From the nursery they walked to the coffee grove itself, a long and broad field, laid out into squares, with ditches of water flowing between. The plants were set out in rows, with many banana and bucuara trees between.
“The coffee plants blossom in September,” said the steward, as they walked through the field. “The blossoms are something like orange blossoms, which your ladies love to use at weddings. Then comes the berry, which is something like a red cherry and is picked in April and May. The picking is a great time and men, women and children take part, each with a basket on his or her back. A good picker can pick berries enough in one day to make forty to fifty pounds of coffee.”
Going into one of the storehouses, the steward brought out some of the half-dried berries and broke them open. Inside rested the seed, two coffee beans with the flat sides together and covered with a sticky pulp.
“Don’t look much like the beans we get,” said Frank.
“These beans have to be dried and the pulp must be taken off,” said the professor.
“How do they get the pulp off?” asked Mark.
“The berry is first crushed and then the mass is put through a machine which separates the pulp from the seeds.

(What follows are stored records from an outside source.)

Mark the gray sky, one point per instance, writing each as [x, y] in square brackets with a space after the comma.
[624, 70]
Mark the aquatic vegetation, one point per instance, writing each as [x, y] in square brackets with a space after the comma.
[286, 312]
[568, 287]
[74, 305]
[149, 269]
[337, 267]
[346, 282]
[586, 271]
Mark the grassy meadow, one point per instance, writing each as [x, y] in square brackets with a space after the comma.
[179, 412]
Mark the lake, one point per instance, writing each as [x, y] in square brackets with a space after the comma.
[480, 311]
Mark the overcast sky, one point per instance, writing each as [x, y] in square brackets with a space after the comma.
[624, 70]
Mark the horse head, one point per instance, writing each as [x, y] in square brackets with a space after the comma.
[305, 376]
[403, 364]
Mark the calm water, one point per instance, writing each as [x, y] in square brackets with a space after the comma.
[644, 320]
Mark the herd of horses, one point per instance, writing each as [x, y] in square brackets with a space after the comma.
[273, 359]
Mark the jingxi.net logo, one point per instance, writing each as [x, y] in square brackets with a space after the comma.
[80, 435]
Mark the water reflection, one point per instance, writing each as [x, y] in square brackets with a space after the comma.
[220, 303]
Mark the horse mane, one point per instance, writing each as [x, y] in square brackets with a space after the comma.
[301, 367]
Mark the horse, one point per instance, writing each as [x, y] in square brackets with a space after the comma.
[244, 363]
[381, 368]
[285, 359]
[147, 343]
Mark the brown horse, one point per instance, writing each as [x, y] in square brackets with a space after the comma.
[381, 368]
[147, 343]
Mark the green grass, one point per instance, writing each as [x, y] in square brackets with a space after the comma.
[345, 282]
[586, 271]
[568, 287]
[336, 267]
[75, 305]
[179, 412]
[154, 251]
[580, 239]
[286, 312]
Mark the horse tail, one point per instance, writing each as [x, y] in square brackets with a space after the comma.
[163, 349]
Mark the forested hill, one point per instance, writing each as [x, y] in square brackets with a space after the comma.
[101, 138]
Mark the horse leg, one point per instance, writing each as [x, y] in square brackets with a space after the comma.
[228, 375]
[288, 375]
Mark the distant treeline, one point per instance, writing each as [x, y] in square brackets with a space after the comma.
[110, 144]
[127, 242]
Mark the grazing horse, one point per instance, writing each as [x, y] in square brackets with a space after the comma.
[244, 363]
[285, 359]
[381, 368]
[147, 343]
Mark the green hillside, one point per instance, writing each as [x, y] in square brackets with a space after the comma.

Then the seeds, or beans, are washed twice and dried, and come out as white as anyone would wish.”
“But our coffee isn’t white,” said Frank. “It’s green—that is, before it is roasted.”
“The whiteness is all on the skin of the bean, which must be taken off before the coffee is ready for market. Did you notice that large stone flooring on the other side of this field? That is the drying floor.” The professor turned to the steward. “How long do you dry your coffee here?”
“From six weeks to two months,” answered Juan Greva. “The weather makes the time short or long. Each day the coffee is spread out with rakes and at night it is gathered in heaps and covered with heavy cloth.”
“What a lot of work for a cup of coffee!” murmured Mark.
“The work does not stop there,” said the steward with a smile. “When the coffee is dry it goes into a machine which takes off the shell and then into another machine which blows it perfectly clean. After that it goes to the sorting room, where the girls separate the good beans from the bad and grade the good into five grades.”
“And then what?” came from Sam.
“Then the coffee is placed in bags and sewed up—that is, the coffee which goes to the United States and England. When you get it, it is roasted and ground.”
“And then we take it and boil it, and strain it, and put milk and sugar to it, and drink it down, and that’s the end of it,” broke in Darry. “What a lot to do just for one cup of coffee! I never dreamed of such work before.”
“There is something else that is done with coffee, though not here,” said Professor Strong. “In Brazil they often paint coffee black for the South African market, and in other places coffee is polished so that it shines like silver. Every country has its peculiar taste and the dealer must do his best to suit that taste or lose the trade.”
After walking through the coffee grove, they turned back to the warehouses, and Juan Greva explained the various tools at hand for caring for the plants. “The coffee bush is a hardy one, but must be carefully watched if we wish to get the best results,” he said. “It must have enough water but not too much, and we must be careful of grubs and worms.”
It was now growing warm, and the whole party was glad enough to retire to the shelter of a palm grove behind the warehouses. On two sides of the grove were long rows of fruit trees with bushes of various kinds of berries growing between. They sat down and a servant presently appeared with a pitcher of iced lemonade and a platter of little cakes covered with honey.
“This looks like a land of plenty,” said Mark, leaning back on a bench and taking a deep breath. “How fresh and green everything is! It seems to me a man ought to be able to make a living without half trying.”
“The trouble down here has been the constant revolutions,” answered the professor. “Nothing has been safe, and nobody felt like settling down to steady work. But that will pass away in time, and then South America will take a leap forward that will astonish those living in the North.”